Re: (OPE-L) can the sum of avg. profit + rent be greater than the sum of s?

From: Jurriaan Bendien (andromeda246@HETNET.NL)
Date: Tue May 18 2004 - 19:05:00 EDT

> This is a rather different point from the one Gerry was making.
> I agree that intrest payments are flows, but they are surely
> transfer payments and as such sum to zero across the economy
> as a whole.

Not in Marx's theory, since interest payments incurred or paid in respect of
producer enterprises are a component of surplus-value, and interest payments
realised outside of the sphere of production signify a transfer of
surplus-value. In UNSNA-type accounts, indirect taxes paid are offset
against government subsidies to enterprises (which are not regarded as
transfers). Total domestic net interest receipts are at least in part a
component of the value of the new net output, and that net value is normally
always positive. In official accounts, transfer payments are typically
defined as payments in respect of a transaction in which one institutional
unit provides a good, service or asset to another unit without received from
the latter any good, service or asset in return, i.e. a unilateral
disbursement which is not an exchange. These transfers could be in cash,
subsidised prices, or in kind.
> In determining the mass of surplus value one should ideally look at
> what is actually consumed by the working class as opposed to
> the net value product. It is relatively difficult to do this and most
> empirical studies, based as they are on post-processing national
> accounts data rather than on primary sources, are forced to use
> approximations. But it is not in principle impossible to do.

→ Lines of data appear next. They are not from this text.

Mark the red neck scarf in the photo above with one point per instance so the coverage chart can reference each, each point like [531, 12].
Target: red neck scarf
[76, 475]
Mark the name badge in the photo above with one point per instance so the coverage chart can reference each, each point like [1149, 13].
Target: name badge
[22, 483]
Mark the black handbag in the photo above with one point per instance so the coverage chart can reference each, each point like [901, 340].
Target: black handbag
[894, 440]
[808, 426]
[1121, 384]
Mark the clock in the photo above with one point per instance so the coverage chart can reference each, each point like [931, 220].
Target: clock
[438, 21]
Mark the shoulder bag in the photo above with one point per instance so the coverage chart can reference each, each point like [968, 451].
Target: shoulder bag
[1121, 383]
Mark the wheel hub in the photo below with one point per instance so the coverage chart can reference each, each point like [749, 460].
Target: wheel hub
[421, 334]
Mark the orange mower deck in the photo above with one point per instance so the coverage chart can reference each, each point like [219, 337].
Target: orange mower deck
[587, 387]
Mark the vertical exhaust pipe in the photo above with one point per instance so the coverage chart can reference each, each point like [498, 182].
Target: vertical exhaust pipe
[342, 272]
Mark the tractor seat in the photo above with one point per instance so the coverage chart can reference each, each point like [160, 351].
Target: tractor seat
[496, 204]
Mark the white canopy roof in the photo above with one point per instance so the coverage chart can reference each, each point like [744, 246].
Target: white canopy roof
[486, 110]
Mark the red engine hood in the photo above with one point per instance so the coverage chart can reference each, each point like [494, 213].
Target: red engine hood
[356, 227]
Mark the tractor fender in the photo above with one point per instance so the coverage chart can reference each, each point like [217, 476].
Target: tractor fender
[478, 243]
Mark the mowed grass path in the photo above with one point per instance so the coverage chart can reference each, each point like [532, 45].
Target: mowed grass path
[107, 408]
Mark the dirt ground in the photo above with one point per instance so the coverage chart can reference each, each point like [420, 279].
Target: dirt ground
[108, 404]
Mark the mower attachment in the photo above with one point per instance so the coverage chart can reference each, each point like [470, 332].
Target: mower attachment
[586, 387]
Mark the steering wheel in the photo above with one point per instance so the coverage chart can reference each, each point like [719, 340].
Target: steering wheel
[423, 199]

In the first instance, the concept of the mass of surplus-value applies to
the valuation of the net new product in an accounting period, i.e. it is a
component of the total value of the net new product. But surplus-value is
also realised external to the sphere of production as defined by
institutional units producing goods and services, both domestically
generated net interest claims and net interest claims realised through
foreign transactions. This is partly not captured in the calculation of GDP
since some interest flows for example are considered unrelated to
production, which affects the valuation of the Marxian net product.  That is
just to say that in the netting of the gross output to arrive at new value
added, some incomes are disregarded either because they are treated as
transfers, or because they are considered unrelated to production as such.
This means that in estimating surplus-value different circuits must be
distinguished in a system of transactors which differs somewhat from the
official system, and that it is insufficient to consider just the components
of gross output - one must also consider the net incomes realised by the
social classes in the population, government revenue and expenditure, and
the capital expenditure and revenue account.